La conclusion est également valable pour la
scène politique. Si Nicolas Sarkozy semble adopter une politique
africaine davantage basée sur l'économie, celle-ci semble encore
se teinter de néo-colonialisme. Nombre d'experts estiment ainsi que la
perte d'influence française en Afrique résulte d'une mauvaise
politique de coopération. En effet, la France n'applique toujours pas de
politique de co-développement, comme tentent de le faire des pays tel
que la Chine. Comme en témoigne le récent sommet de Nice, et la
présence de nombre de dictateurs africains, la politique
française en Afrique est encore douteuse et pourrait rimer avec
clientélisme et famille, même si nous n'en sommes plus aux
« grandes heures » de la Françafrique et du
« pré carré africain » de De Gaulle.
Mais, si l'Afrique tient une place à part dans les
milieux politiques et médiatiques français, c'est d'abord parce
que persévèrent des préjugés raciaux et, au mieux,
des traditions d'origine coloniale. Cela a permis la continuité des
analyses basées sur les caractères ethnistes erronés. Le
peu de temps et de place accordé, au sein des journaux français,
au continent africain a favorisé les explications appuyées sur
ces poncifs d'un autre temps, sans autre forme d'analyse.
Par ce mécanisme, la presse française a permis
l'entretien d'un flou grâce auquel un génocide de 800 000
personnes a pu devenir de simples, tragiques certes, affrontements tribaux. Au
delà de cette interprétation ethniste, que tous les journaux,
à de rares exceptions, reprennent, les enjeux politiques et les liens
qui unissaient France et Rwanda ont également joué.

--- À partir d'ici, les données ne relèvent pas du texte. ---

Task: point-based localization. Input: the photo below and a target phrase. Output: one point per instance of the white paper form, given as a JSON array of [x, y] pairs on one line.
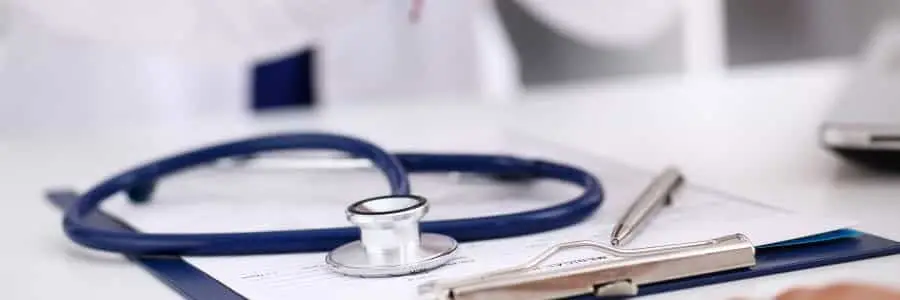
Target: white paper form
[[240, 200]]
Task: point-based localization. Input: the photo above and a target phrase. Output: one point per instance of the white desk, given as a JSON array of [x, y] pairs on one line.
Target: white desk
[[752, 134]]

Il est aujourd'hui possible d'analyser l'implication
française au Rwanda, en dehors de quelques zones d'ombre bien
entretenues, comme l'attentat du 6 avril 1994 ou encore le rôle exact des
services secrets. Il est donc également possible d'observer le
mécanisme de désinformation mise en place par ce même
pouvoir politique français organisé autour de la cellule
africaine de l'Elysée principalement - lors de la période de
cohabitation, l'opposition ente l'Elysée et Matignon a été
facilement visible, néanmoins, il semble que l'Elysée ait
gardé la main -.
Cette manoeuvre de désinformation a été
des plus observables en ce qui concerne le quotidien Le Monde, dont les liens
avec les services secrets ont intoxiqué la ligne éditoriale bien
au delà des autres rédactions. C'est à dire bien au
delà de simples reprises de poncifs ethnistes et bien au delà en
terme de temps. Le Monde a publié des informations fausses et
tirées directement des « services de renseignements
français » alors même qu'il pouvait disposer, comme
l'ont fait d'autres journalistes, d'autres rédactions, de documents
attestant de l'implication de l'armée française au Rwanda.
Le Monde, par ce mécanisme, est le symbole de la
désinformation orchestrée par la cellule africaine de
l'Elysée. Le quotidien de référence français a
été le fer de lance médiatique de la manoeuvre
d'intoxication de l'exécutif français. Il était donc
l'élément incontournable pour toute étude portant sur les
médias français et le génocide rwandais car il
résume à lui seul toutes les dérives observables. Y
avait-il ou non un élément intentionnel dans les
« erreurs » de la rédaction ? Chacun pourra se
faire une opinion. Une dernière fois, il ne s'agit pas de juger
mais bien de décrire des mécanismes qui ont mené à
la faillite presque totale d'un système médiatique entier.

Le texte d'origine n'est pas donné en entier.